Regardez la télé, mais dans les coins
Le soir, peu après 8 heures, je ne rate jamais sur Canal Plus le Petit Journal de Yann Barthès. Il me semble que Barthès, dont j’ignore s’il est journaliste, fait ce que les membres de cette corporation oublient de faire : ne pas lâcher un politique se dérobant aux questions qu’on lui pose, et s’obstiner avec humour et sans la moindre complaisance.
Inévitablement, c’est la bête noire du personnel politique, et lorsque ses reporters débarquent sur un des lieux où nos chers représentants s’exhibent à des fins que la morale réprouve (se faire mousser pour être réélus), c’est un peu la panique doublée d’un fort agacement : ils savent que leurs moindres propos, leurs moindres attitudes, leurs moindres ridicules seront montés en épingle le soir même. Ainsi, le plagiat de Rama Yade est devenu un feuilleton, et Barthès fait lire en direct, chaque soir, un extrait de ce que, pour composer son récent livre, elle a piqué à droite et à gauche, faisant apparaître l’ex-secrétaire d’État pour ce qu’elle est : un imposteur !
Néanmoins, futile comme vous me connaissez, je m’intéresse aussi à tout autre chose que le contenu de l’émission. Ainsi, le public du Petit Journal. Et pour moi, c’est un régal. J’ai honte, mais je persiste.
D’abord, Barthès a suivi l’enseignement de Denisot, dont peu à peu il pique la place : filtrer les invités composant ledit public. C’est admirable : derrière l’animateur, on ne voit que de frais minois. Tous jeunes et beaux ! Les moches et les vieux, ça n’existe pas, sur Canal Plus. Outre cela, certains sont narcissiques à ne plus en pouvoir. Faites comme moi, tâchez de repérer ceux qui regardent fixement la caméra, s’efforçant de rester dans son champ et d’y faire bonne figure. C’est du plus haut comique. Il y a trois jours, Barthès avait eu la mauvaise idée de poser sur son bureau la photo du nouveau Premier ministre belge, un sympathique rigolo qui se balade avec un nœud papillon rouge. Ce faisant, il masquait sans le vouloir un jeune garçon assis derrière lui dans le public. Ce qui désespérait cet éphèbe, lequel ne pouvait plus s’admirer sur les moniteurs qui agrémentent le studio. Que croyez-vous qu’il fit ? Ne pouvant écarter la photo encombrante, il passa plusieurs minutes à se hausser sur son banc, de sorte que le haut de sa tête apparaissait, par intermittences, au-dessus du portrait du Premier ministre belge, tel un ludion émergeant à la surface de l’eau, un court instant, avant de replonger.

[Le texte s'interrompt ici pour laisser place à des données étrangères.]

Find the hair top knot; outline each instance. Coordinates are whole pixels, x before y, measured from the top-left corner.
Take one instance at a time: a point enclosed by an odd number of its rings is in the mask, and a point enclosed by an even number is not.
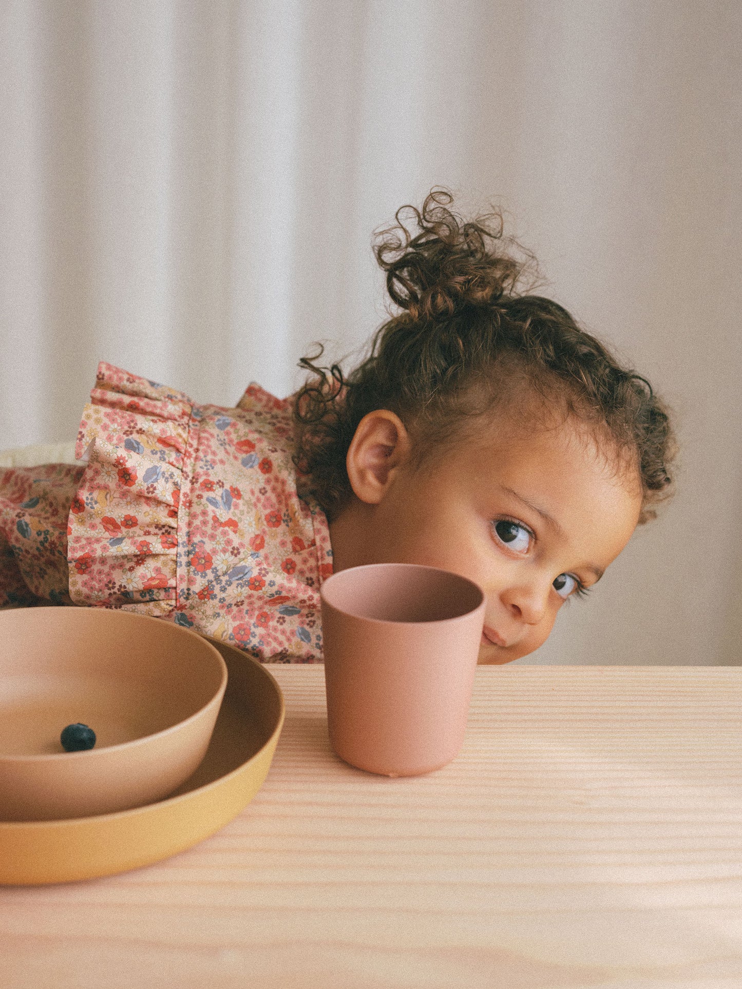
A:
[[[447,209],[452,202],[450,192],[433,189],[421,210],[401,207],[396,225],[375,236],[374,253],[387,274],[389,297],[414,322],[450,318],[464,307],[491,306],[511,294],[535,267],[522,248],[522,260],[496,250],[504,230],[500,214],[467,223]],[[411,231],[413,224],[417,233]]]
[[[366,358],[345,375],[323,367],[324,348],[304,357],[311,377],[295,402],[295,462],[322,506],[334,515],[352,492],[345,457],[368,412],[396,412],[418,462],[461,434],[466,421],[529,408],[572,416],[611,441],[639,475],[640,521],[672,492],[676,445],[667,408],[551,299],[531,294],[533,255],[504,236],[502,215],[463,221],[453,197],[435,188],[421,210],[404,206],[375,234],[396,312]]]

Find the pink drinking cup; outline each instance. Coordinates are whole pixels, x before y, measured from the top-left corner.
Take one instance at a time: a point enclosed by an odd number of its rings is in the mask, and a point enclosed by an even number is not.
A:
[[[327,725],[351,765],[415,776],[464,741],[485,595],[434,567],[354,567],[322,586]]]

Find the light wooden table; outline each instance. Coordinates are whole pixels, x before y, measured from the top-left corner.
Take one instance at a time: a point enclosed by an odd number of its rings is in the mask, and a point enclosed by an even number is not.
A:
[[[329,752],[321,667],[272,668],[265,785],[158,865],[0,889],[0,986],[742,986],[742,672],[485,667],[417,779]]]

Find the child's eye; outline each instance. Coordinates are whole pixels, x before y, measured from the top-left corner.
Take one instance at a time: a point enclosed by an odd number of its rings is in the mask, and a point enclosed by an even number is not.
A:
[[[559,577],[554,578],[551,585],[560,597],[569,597],[574,591],[577,590],[580,593],[582,590],[580,582],[571,574],[560,574]]]
[[[509,550],[515,553],[527,553],[530,548],[532,533],[519,522],[511,522],[508,518],[501,518],[493,525],[495,535],[501,543],[505,543]]]

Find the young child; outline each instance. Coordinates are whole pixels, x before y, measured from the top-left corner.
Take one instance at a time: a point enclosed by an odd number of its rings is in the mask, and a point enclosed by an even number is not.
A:
[[[671,488],[668,413],[527,273],[499,217],[433,190],[378,235],[398,309],[347,377],[235,408],[102,364],[80,466],[0,471],[0,605],[157,615],[322,662],[319,588],[376,562],[485,590],[482,663],[537,649]],[[406,223],[408,225],[406,225]]]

Cette torture prit fin quand Barthès retira l’obstacle du champ de la caméra, et le jeune homme, ravi, put enfin jouir de sa propre vision. La persévérance est toujours récompensée.
Mais si je mentionne cet incident minuscule, c’est parce qu’il est moins futile que je le prétendais au début. En effet, le garçon que je prends présentement pour tête de Turc agit exactement comme ces courtisans que les caméras de Yann Barthès montrent quotidiennement, et qui, dans le sillage du président de la République ou de son futur successeur, ne le lâchent pas d’une semelle, afin de figurer sur les prises de vues. Au risque, parfois, d’être écartés par les gorilles du chef, qu’on filme cette humiliation, et que l’enregistrement demeure à jamais dans le placard aux archives, dont la chaîne diabolique saura l’extraire le moment venu afin de le lui resservir en direct. On a ainsi vu récemment Jack Lang, qui s’efforçait de rester près de François Hollande pour sembler être de ses proches, se faire expulser par un garde du corps. Et cela, croyez-moi, vaut le temps qu’on passe à regarder ces émissions.